My DH did pretty well at O level but failed his A levels fairly spectacularly. Whilst all his friends left for University he went to a pretty rough inner city college to resit (his naice leafy suburb school wouldn't have him back) . He did better second time but still didn't get the grades for the University course he wanted. He got a last minute place at a poly on clearing. 30 odd years later he is recognised as an expert in his field and sits on national and international policy making bodies.
A friend of a friend left school at 16 with, if I recall rightly, 2 GCSEs. He then joined the armed forces where he became interested in the idea of healthcare, having seen the work done by medics in conflict zones. He did his exams again at nightschool/online and now has a degree and a pretty well paid job in one of the professions allied to medicine. He gives talks in schools and colleges now with the message to youngsters, particularly boys, that even ifvthey aren't thriving in school now they mustn't write themselves off as failures for life, or allow other people to do that to them.
I hope things look up for your son soon and he gets the help he needs.

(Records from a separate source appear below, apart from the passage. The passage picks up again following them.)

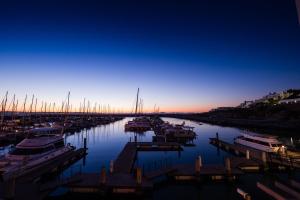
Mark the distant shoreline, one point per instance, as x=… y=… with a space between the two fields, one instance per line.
x=280 y=121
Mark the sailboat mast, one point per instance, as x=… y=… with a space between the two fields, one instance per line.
x=137 y=101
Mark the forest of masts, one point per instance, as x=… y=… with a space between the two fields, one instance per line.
x=31 y=105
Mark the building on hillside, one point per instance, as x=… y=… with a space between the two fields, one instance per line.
x=289 y=101
x=221 y=109
x=245 y=104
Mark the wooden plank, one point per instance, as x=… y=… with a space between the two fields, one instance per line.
x=126 y=159
x=287 y=189
x=270 y=192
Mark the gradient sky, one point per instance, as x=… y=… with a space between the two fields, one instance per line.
x=184 y=55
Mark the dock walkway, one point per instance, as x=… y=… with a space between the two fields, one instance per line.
x=126 y=159
x=257 y=155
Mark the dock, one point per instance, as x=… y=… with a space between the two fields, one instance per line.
x=119 y=183
x=126 y=159
x=258 y=155
x=57 y=165
x=29 y=184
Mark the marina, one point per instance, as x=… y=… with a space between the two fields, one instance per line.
x=128 y=169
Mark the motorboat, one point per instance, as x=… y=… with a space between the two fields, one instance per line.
x=32 y=153
x=267 y=143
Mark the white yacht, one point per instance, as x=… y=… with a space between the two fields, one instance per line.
x=265 y=143
x=32 y=153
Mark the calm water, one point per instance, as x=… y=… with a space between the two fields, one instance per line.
x=106 y=142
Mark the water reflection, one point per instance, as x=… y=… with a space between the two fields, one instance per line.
x=106 y=142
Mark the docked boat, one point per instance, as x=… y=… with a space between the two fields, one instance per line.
x=265 y=143
x=139 y=124
x=32 y=154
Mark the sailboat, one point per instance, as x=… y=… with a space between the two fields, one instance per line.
x=138 y=124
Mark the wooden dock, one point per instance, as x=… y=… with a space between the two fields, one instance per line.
x=126 y=159
x=115 y=183
x=257 y=155
x=29 y=186
x=55 y=166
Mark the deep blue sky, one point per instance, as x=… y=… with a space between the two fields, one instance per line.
x=184 y=55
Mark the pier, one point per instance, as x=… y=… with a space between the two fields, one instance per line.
x=287 y=161
x=126 y=158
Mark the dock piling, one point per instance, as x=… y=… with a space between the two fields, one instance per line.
x=111 y=166
x=228 y=165
x=103 y=175
x=247 y=154
x=139 y=175
x=84 y=143
x=245 y=195
x=9 y=188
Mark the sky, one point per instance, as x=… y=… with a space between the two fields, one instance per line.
x=185 y=56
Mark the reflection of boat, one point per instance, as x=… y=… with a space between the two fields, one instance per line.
x=31 y=154
x=139 y=124
x=266 y=143
x=45 y=130
x=174 y=133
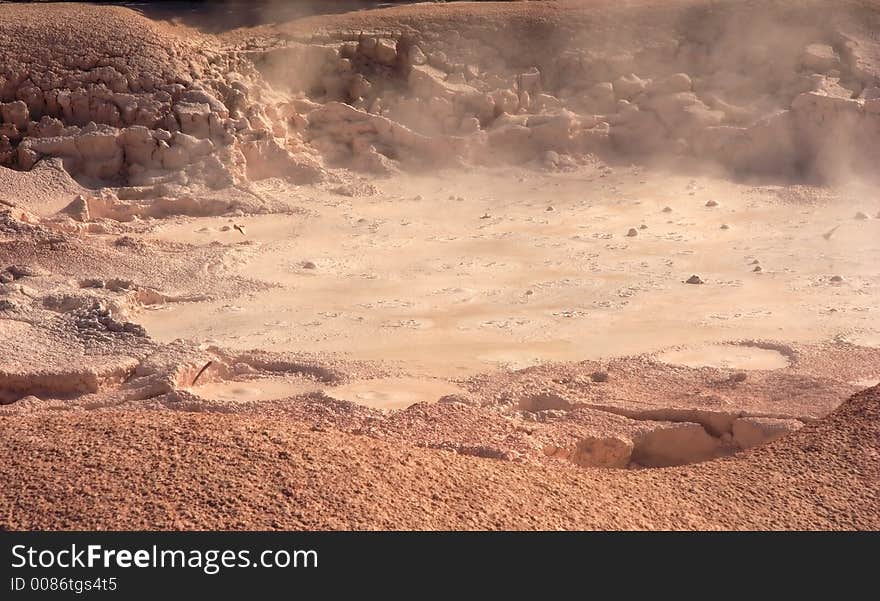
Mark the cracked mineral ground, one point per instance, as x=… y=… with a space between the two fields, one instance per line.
x=495 y=265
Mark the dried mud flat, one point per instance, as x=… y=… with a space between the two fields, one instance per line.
x=465 y=265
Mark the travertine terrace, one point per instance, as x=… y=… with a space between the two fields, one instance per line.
x=444 y=265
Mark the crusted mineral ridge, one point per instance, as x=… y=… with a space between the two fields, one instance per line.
x=111 y=120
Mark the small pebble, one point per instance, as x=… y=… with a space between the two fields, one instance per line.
x=599 y=376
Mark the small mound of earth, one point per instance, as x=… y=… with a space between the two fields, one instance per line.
x=393 y=393
x=726 y=356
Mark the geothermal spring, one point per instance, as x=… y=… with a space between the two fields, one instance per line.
x=598 y=246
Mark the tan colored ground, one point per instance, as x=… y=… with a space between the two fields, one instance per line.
x=292 y=276
x=157 y=470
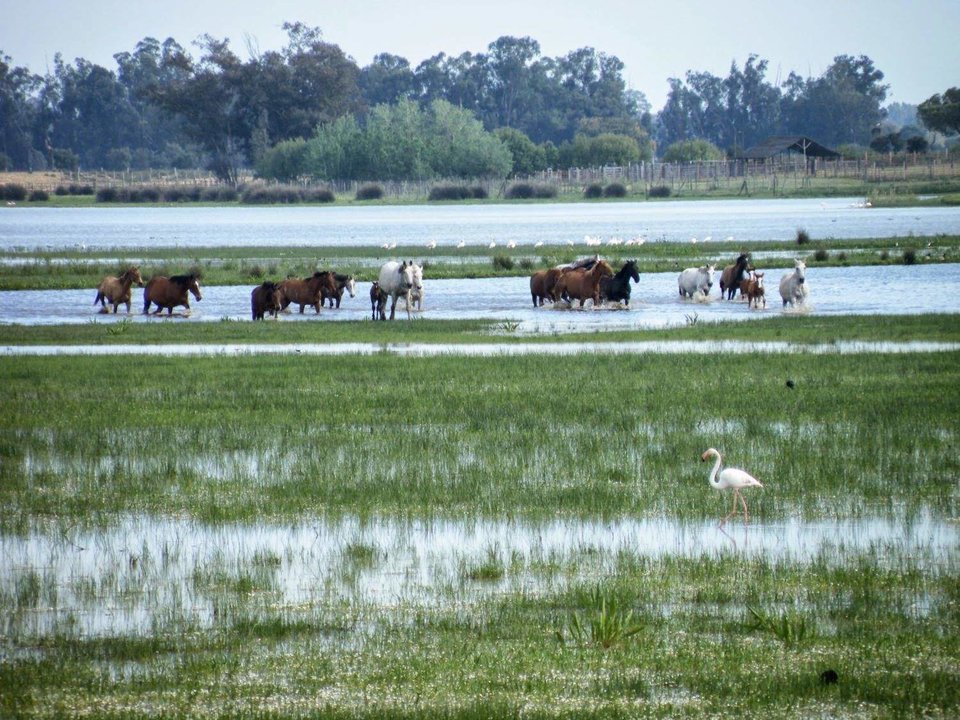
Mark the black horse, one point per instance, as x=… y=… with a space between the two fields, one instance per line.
x=617 y=288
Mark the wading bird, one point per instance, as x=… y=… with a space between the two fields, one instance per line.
x=730 y=478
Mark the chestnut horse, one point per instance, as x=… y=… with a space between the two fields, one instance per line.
x=264 y=299
x=582 y=284
x=543 y=285
x=116 y=290
x=307 y=291
x=170 y=292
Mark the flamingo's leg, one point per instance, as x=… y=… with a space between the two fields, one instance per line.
x=732 y=512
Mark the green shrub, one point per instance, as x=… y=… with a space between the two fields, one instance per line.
x=370 y=191
x=108 y=194
x=448 y=192
x=615 y=190
x=319 y=195
x=593 y=191
x=13 y=191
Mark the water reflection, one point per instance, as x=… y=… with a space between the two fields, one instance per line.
x=859 y=290
x=414 y=226
x=131 y=576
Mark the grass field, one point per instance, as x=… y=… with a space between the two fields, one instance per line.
x=261 y=536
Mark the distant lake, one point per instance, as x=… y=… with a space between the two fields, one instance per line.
x=477 y=225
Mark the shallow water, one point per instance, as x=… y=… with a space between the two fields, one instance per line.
x=476 y=225
x=859 y=290
x=131 y=577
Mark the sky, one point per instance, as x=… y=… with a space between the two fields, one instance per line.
x=916 y=44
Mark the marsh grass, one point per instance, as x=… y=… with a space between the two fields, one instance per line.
x=293 y=442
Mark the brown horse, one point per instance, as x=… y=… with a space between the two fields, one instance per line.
x=582 y=284
x=264 y=299
x=733 y=275
x=308 y=291
x=116 y=290
x=170 y=292
x=543 y=285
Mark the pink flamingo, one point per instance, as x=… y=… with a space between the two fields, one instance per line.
x=730 y=478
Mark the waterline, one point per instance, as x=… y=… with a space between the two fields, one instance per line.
x=653 y=347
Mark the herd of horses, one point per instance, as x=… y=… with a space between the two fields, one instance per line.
x=396 y=280
x=586 y=279
x=595 y=279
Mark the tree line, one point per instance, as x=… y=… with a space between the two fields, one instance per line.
x=308 y=109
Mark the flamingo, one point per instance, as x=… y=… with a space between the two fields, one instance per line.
x=730 y=478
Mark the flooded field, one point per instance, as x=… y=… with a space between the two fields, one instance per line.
x=127 y=579
x=860 y=290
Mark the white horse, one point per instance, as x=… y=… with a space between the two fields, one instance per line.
x=793 y=287
x=397 y=280
x=416 y=292
x=699 y=279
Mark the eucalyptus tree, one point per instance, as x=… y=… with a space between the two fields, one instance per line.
x=18 y=112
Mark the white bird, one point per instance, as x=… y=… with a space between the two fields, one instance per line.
x=730 y=478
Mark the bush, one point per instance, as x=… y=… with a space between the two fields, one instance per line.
x=107 y=194
x=615 y=190
x=370 y=191
x=448 y=192
x=319 y=195
x=12 y=191
x=593 y=191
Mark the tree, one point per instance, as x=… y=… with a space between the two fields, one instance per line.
x=692 y=151
x=942 y=112
x=386 y=80
x=18 y=112
x=527 y=157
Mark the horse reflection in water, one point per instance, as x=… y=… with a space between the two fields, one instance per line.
x=170 y=292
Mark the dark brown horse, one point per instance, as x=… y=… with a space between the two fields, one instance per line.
x=307 y=291
x=543 y=285
x=733 y=275
x=264 y=299
x=341 y=283
x=170 y=292
x=378 y=302
x=116 y=290
x=582 y=284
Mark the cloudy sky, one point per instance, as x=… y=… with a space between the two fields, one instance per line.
x=915 y=43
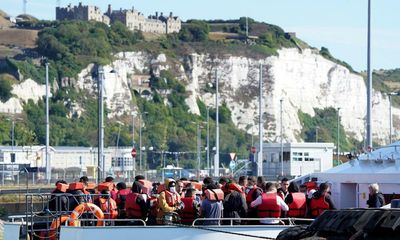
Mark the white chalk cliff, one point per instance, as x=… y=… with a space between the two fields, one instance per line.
x=304 y=80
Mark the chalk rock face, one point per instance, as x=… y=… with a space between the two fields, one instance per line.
x=296 y=80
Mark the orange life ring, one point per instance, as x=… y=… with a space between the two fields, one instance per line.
x=86 y=207
x=55 y=225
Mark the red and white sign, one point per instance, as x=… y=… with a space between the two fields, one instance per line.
x=133 y=152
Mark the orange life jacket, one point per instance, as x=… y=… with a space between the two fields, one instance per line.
x=249 y=196
x=188 y=213
x=61 y=187
x=109 y=208
x=214 y=194
x=171 y=198
x=133 y=209
x=269 y=206
x=298 y=207
x=318 y=206
x=121 y=197
x=105 y=186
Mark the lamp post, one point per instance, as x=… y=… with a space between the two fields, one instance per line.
x=338 y=136
x=216 y=158
x=140 y=140
x=281 y=105
x=208 y=140
x=100 y=130
x=260 y=125
x=48 y=165
x=390 y=114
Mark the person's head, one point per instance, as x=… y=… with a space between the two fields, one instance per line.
x=270 y=187
x=260 y=181
x=109 y=179
x=105 y=193
x=293 y=187
x=223 y=181
x=373 y=188
x=136 y=187
x=303 y=188
x=84 y=180
x=207 y=180
x=212 y=186
x=324 y=187
x=243 y=181
x=121 y=185
x=139 y=177
x=251 y=181
x=284 y=184
x=170 y=185
x=179 y=186
x=61 y=181
x=190 y=192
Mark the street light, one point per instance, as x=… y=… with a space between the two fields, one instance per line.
x=338 y=136
x=140 y=140
x=390 y=114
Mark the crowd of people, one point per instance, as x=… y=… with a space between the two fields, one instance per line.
x=185 y=200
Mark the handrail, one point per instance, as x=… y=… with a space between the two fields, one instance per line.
x=109 y=220
x=291 y=220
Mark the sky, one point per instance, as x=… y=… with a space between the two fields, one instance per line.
x=339 y=25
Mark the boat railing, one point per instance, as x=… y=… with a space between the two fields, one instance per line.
x=108 y=222
x=285 y=221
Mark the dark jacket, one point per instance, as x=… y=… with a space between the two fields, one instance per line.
x=235 y=206
x=58 y=201
x=376 y=200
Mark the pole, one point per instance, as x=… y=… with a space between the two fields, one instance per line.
x=216 y=158
x=369 y=85
x=208 y=140
x=260 y=126
x=338 y=140
x=390 y=119
x=140 y=142
x=198 y=151
x=281 y=101
x=133 y=143
x=48 y=166
x=100 y=159
x=12 y=146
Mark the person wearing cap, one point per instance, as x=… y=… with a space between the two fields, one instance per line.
x=169 y=200
x=321 y=200
x=235 y=203
x=191 y=208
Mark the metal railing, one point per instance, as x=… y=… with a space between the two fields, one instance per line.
x=291 y=221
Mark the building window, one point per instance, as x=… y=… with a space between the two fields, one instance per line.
x=297 y=156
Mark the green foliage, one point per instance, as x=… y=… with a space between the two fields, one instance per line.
x=5 y=87
x=242 y=23
x=194 y=31
x=326 y=54
x=326 y=121
x=73 y=45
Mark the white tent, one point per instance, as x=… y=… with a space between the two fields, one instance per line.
x=350 y=180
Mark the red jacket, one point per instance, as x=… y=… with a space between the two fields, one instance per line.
x=269 y=206
x=318 y=206
x=188 y=214
x=298 y=207
x=109 y=207
x=133 y=209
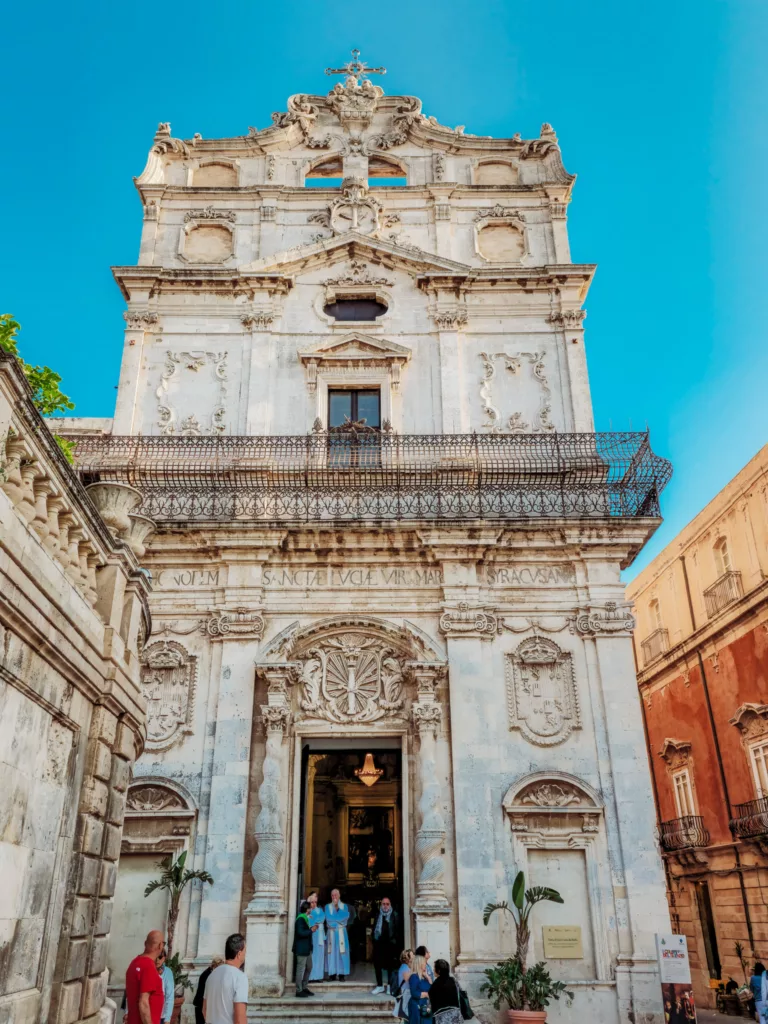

lu9months · 23/04/2021 19:52

these are so inspiring. im really happy reading them

OP posts:
LynetteScavo · 23/04/2021 20:24

My DS got great GCSE grades, and went on to sixth form at the same school.

I don't know why exactly, but he only completed the first term. He than sat in his bedroom with the curtains closed for the next 9 months

However, he enrolled himself in a BTEC course for the following September and is now studying Engineering at University.

PumpkinPie2016 · 23/04/2021 20:33

My brother really struggled at school and was badly bullied. He had very low self confidence. Left school at 16 without a single C grade (as it was then).

He joined the army and it was the best move he could have made. He developed confidence, has gained skills and qualifications, been promoted and travelled the world. Now nearly 40, he is still in the army and has a really good career.

Maybe a year or two out of education might be the best thing for your son? It will give him the space to deal with his mental health issues.

When the time is right, he will find the path that's right for him.